This post takes this idea a logical step forward and proposes a Software Defined IP Multimedia System (SD-IMS).
In today’s world of scorching technological pace, static configurations for IT infrastructure, network bandwidth and QOS, and fixed storage volumes will no longer be sufficient.
We are in the age of being able to define requirements dynamically through software. This is the new paradigm in today’s world. Hence we have Software Defined Compute, Software Defined Network, Software Defined Storage and also Software Defined Radio.
This post will demonstrate the need for architecting an IP Multimedia System that uses all the above methodologies to further enable CSPs & Operators to get better returns faster without the headaches of earlier static networks.
IP Multimedia Systems (IMS) is the architectural framework proposed by 3GPP body to establish and maintain multimedia sessions using an all IP network. IMS is a grand vision that is access network agnostic, uses an all IP backbone to begin, manage and release multimedia sessions.
Any core network has the problem of dimensioning the various network elements. There is always a fear of either under dimensioning the network and causing failed calls or in over dimensioning resulting in wasted excess capacity.

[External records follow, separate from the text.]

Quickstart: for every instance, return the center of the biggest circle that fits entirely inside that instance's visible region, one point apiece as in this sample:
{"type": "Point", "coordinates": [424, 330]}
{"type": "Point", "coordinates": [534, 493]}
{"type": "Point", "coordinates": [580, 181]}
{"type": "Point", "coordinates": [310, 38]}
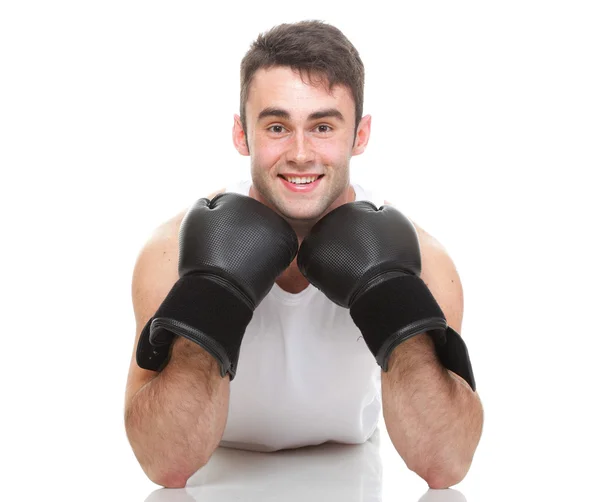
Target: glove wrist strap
{"type": "Point", "coordinates": [202, 310]}
{"type": "Point", "coordinates": [401, 307]}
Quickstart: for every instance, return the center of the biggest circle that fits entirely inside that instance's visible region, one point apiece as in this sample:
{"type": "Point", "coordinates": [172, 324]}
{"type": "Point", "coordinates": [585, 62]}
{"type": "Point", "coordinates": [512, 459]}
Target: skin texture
{"type": "Point", "coordinates": [294, 127]}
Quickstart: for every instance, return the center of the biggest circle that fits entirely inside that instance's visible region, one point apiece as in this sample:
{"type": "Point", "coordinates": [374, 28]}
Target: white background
{"type": "Point", "coordinates": [486, 127]}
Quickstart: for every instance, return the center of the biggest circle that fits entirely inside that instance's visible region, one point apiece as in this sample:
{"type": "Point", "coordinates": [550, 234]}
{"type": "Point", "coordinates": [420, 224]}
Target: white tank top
{"type": "Point", "coordinates": [305, 376]}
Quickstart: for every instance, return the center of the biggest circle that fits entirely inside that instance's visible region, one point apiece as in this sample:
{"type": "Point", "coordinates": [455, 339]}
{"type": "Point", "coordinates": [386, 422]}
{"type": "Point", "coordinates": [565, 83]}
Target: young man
{"type": "Point", "coordinates": [259, 328]}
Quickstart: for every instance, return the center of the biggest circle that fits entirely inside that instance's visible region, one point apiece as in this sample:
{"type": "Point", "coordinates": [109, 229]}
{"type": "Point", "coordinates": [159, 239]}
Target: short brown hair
{"type": "Point", "coordinates": [312, 48]}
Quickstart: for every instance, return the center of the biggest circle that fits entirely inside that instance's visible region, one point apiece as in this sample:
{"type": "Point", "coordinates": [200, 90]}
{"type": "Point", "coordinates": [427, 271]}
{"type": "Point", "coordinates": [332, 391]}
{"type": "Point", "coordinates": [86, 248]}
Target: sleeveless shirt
{"type": "Point", "coordinates": [305, 375]}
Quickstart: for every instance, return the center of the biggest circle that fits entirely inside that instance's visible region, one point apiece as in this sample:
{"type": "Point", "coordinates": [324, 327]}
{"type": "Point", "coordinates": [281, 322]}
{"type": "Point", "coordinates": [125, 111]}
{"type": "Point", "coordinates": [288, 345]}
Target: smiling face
{"type": "Point", "coordinates": [300, 137]}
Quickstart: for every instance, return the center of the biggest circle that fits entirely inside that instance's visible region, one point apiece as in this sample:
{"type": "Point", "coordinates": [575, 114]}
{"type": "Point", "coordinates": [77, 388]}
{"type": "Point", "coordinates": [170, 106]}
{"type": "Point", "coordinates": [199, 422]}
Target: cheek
{"type": "Point", "coordinates": [267, 152]}
{"type": "Point", "coordinates": [335, 152]}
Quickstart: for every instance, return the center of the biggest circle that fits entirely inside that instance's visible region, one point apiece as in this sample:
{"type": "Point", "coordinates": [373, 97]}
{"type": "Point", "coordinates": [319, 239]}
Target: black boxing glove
{"type": "Point", "coordinates": [368, 260]}
{"type": "Point", "coordinates": [231, 250]}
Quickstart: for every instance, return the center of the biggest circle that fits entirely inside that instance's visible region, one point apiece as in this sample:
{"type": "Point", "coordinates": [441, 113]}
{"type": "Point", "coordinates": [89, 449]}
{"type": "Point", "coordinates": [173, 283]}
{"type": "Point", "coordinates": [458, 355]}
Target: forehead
{"type": "Point", "coordinates": [281, 87]}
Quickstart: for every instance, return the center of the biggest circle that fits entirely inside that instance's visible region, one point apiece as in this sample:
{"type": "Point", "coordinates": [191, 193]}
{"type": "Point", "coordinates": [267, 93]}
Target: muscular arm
{"type": "Point", "coordinates": [433, 417]}
{"type": "Point", "coordinates": [174, 419]}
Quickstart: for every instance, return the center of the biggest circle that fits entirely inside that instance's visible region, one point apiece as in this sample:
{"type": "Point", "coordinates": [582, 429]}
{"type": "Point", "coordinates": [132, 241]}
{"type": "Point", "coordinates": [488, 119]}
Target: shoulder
{"type": "Point", "coordinates": [155, 269]}
{"type": "Point", "coordinates": [439, 273]}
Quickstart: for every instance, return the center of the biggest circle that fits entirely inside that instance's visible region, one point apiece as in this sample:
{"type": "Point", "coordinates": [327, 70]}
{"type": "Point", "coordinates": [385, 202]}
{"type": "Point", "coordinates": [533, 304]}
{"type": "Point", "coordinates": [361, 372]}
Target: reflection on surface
{"type": "Point", "coordinates": [349, 473]}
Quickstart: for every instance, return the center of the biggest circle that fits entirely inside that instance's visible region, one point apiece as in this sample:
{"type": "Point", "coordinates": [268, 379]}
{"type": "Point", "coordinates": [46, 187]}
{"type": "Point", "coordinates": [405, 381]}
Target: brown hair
{"type": "Point", "coordinates": [313, 48]}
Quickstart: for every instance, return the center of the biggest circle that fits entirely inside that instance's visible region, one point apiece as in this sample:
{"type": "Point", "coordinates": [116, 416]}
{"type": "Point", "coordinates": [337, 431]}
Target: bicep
{"type": "Point", "coordinates": [439, 273]}
{"type": "Point", "coordinates": [154, 274]}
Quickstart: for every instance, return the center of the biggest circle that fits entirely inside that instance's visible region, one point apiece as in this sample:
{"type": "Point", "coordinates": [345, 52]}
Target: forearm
{"type": "Point", "coordinates": [433, 418]}
{"type": "Point", "coordinates": [176, 420]}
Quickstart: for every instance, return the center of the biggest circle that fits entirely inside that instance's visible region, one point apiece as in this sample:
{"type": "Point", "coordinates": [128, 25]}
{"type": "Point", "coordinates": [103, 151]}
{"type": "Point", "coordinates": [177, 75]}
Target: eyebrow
{"type": "Point", "coordinates": [321, 114]}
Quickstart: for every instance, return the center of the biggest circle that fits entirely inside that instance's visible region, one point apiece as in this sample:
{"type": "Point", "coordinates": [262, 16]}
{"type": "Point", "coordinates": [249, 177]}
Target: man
{"type": "Point", "coordinates": [258, 327]}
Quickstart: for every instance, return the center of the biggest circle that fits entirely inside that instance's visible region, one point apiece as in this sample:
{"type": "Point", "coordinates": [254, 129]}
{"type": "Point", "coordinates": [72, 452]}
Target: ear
{"type": "Point", "coordinates": [362, 135]}
{"type": "Point", "coordinates": [239, 137]}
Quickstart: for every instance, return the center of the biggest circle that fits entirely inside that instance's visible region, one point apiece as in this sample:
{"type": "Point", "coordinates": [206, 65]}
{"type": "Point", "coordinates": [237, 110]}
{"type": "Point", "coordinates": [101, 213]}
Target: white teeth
{"type": "Point", "coordinates": [304, 179]}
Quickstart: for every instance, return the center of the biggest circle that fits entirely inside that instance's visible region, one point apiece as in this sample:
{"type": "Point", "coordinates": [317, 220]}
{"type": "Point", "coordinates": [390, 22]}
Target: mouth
{"type": "Point", "coordinates": [301, 180]}
{"type": "Point", "coordinates": [301, 183]}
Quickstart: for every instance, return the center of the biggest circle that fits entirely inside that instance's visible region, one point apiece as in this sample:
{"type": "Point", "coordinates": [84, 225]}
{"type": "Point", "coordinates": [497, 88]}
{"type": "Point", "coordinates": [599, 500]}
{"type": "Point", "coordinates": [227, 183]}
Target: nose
{"type": "Point", "coordinates": [300, 151]}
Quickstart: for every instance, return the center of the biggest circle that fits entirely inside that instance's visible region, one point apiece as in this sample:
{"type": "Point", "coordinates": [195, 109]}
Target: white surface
{"type": "Point", "coordinates": [114, 115]}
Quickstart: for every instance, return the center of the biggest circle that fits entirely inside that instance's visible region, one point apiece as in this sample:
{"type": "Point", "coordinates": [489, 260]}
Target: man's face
{"type": "Point", "coordinates": [297, 130]}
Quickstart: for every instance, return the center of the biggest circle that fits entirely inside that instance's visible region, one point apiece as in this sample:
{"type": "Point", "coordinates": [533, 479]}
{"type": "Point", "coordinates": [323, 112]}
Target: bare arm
{"type": "Point", "coordinates": [433, 417]}
{"type": "Point", "coordinates": [174, 419]}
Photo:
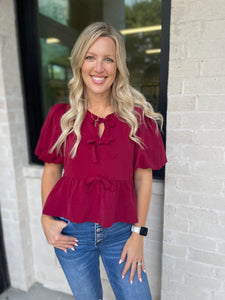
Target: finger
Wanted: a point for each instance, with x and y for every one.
(139, 268)
(125, 269)
(132, 271)
(123, 256)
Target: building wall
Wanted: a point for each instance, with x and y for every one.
(194, 210)
(13, 156)
(29, 257)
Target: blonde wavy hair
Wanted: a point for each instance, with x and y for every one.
(124, 98)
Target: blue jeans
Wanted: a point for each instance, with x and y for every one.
(81, 266)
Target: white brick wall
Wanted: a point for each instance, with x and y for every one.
(13, 155)
(194, 211)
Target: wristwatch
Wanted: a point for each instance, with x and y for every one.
(140, 230)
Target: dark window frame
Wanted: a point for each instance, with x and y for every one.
(30, 62)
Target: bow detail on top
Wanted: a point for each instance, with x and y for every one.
(105, 183)
(97, 142)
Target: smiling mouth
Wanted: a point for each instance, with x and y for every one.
(98, 79)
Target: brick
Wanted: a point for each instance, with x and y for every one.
(178, 11)
(203, 282)
(208, 258)
(196, 268)
(174, 120)
(180, 136)
(181, 103)
(213, 30)
(210, 230)
(200, 184)
(175, 196)
(178, 68)
(211, 103)
(203, 120)
(175, 250)
(212, 67)
(208, 201)
(204, 49)
(175, 86)
(178, 51)
(202, 153)
(176, 223)
(186, 32)
(179, 168)
(210, 137)
(205, 10)
(191, 213)
(196, 242)
(200, 85)
(209, 168)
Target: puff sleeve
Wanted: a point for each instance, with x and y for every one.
(153, 154)
(50, 132)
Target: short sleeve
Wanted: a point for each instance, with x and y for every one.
(152, 155)
(50, 132)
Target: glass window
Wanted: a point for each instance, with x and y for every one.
(61, 21)
(47, 31)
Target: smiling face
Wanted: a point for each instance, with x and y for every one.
(99, 68)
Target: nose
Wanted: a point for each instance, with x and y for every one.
(99, 68)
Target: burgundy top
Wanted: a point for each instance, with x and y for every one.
(97, 185)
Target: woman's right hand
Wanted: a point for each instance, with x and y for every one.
(52, 229)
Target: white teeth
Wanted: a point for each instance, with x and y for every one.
(98, 78)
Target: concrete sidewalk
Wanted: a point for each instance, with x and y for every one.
(36, 292)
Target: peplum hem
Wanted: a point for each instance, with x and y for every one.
(95, 199)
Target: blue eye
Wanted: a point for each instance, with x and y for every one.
(109, 59)
(89, 57)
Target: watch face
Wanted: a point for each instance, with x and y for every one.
(144, 231)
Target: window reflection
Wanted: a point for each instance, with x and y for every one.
(61, 21)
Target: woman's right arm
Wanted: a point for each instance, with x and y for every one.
(53, 228)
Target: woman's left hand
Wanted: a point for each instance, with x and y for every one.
(133, 253)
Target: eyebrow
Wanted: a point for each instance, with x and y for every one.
(92, 53)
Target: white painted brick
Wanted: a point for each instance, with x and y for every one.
(209, 258)
(204, 85)
(207, 229)
(178, 51)
(196, 268)
(178, 11)
(183, 32)
(196, 242)
(205, 10)
(174, 120)
(175, 251)
(202, 153)
(188, 67)
(221, 247)
(190, 213)
(211, 103)
(209, 169)
(182, 103)
(208, 201)
(213, 30)
(212, 67)
(179, 168)
(177, 196)
(180, 136)
(210, 137)
(197, 282)
(203, 120)
(176, 223)
(204, 49)
(175, 86)
(200, 184)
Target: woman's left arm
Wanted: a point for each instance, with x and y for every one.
(133, 249)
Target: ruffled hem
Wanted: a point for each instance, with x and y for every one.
(95, 199)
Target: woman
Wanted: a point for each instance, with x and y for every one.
(108, 142)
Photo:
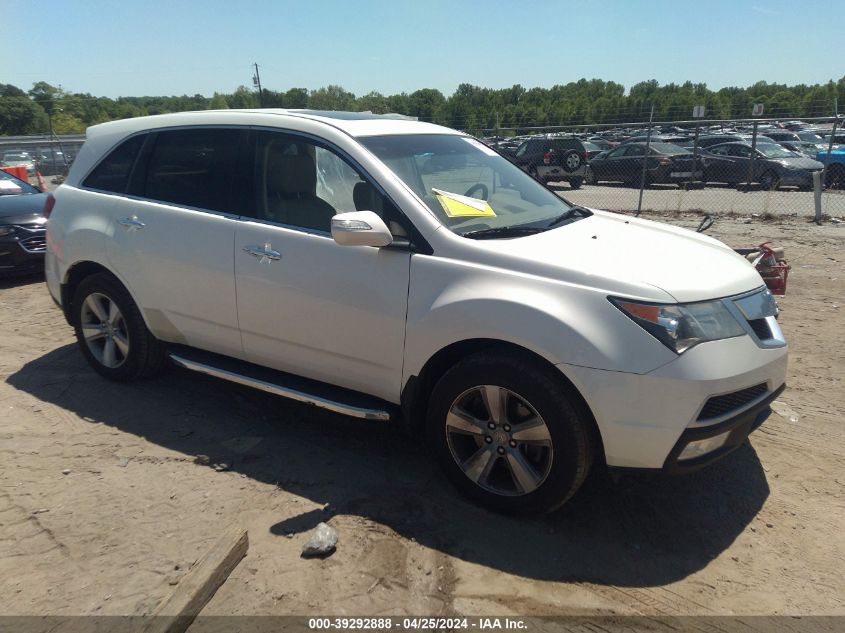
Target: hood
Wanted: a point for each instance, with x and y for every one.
(631, 256)
(25, 207)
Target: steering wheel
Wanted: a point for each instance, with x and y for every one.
(478, 187)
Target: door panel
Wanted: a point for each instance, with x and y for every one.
(324, 311)
(179, 268)
(173, 245)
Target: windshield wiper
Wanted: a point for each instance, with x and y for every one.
(503, 231)
(573, 213)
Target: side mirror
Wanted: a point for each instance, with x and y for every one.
(360, 228)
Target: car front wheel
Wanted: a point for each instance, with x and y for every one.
(508, 435)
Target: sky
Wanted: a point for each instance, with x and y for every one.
(175, 47)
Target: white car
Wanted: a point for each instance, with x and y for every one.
(394, 270)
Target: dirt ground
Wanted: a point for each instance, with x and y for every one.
(103, 508)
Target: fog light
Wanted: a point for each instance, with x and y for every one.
(702, 447)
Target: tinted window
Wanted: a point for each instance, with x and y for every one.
(194, 168)
(112, 174)
(299, 183)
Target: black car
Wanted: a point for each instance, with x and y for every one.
(709, 140)
(22, 226)
(667, 163)
(53, 163)
(773, 166)
(553, 159)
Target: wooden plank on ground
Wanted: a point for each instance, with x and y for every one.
(198, 585)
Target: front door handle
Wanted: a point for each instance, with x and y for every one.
(263, 253)
(131, 223)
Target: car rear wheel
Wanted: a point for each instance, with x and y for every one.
(507, 434)
(111, 332)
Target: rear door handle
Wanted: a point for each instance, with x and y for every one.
(263, 253)
(131, 223)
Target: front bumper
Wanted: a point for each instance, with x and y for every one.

The IMS was created to handle voice, data and video calls. In addition in the IMS, the SIP User Endpoints can negotiate the media parameters and either move up from voice to video or down from video to voice by adding different encoders. This requires that the key parameters of the pipe be changed dynamically to handle different QOS, bandwidth requirements dynamically.
The approach suggested in this post to have a Software Defined IP Multimedia System (SD-IMS) as follows.
In other words the compute instances, network, storage and the frequency need to be managed through software based on the demand.
Software Defined Compute (SDC): The traffic in a Core network can be seasonal, bursty and bandwidth intensive. To be able to handle this changing demands it is necessary that the CSCF instances (P-CSCF, S-CSCF,I-CSCF etc) all scale up or down. This can be done through Software Defined Compute or the process of auto scaling the CSCF instances. The CSCF compute instances will be created or destroyed depending on the traffic traversing the switch.
Software Defined Network (SDN): The IMS envisages the ability to transport voice, data and video besides allowing for media sessions to be negotiated by the SIP user endpoints. Software Defined Networks (SDNs) allow the network resources (routers, switches, hubs) to be virtualized.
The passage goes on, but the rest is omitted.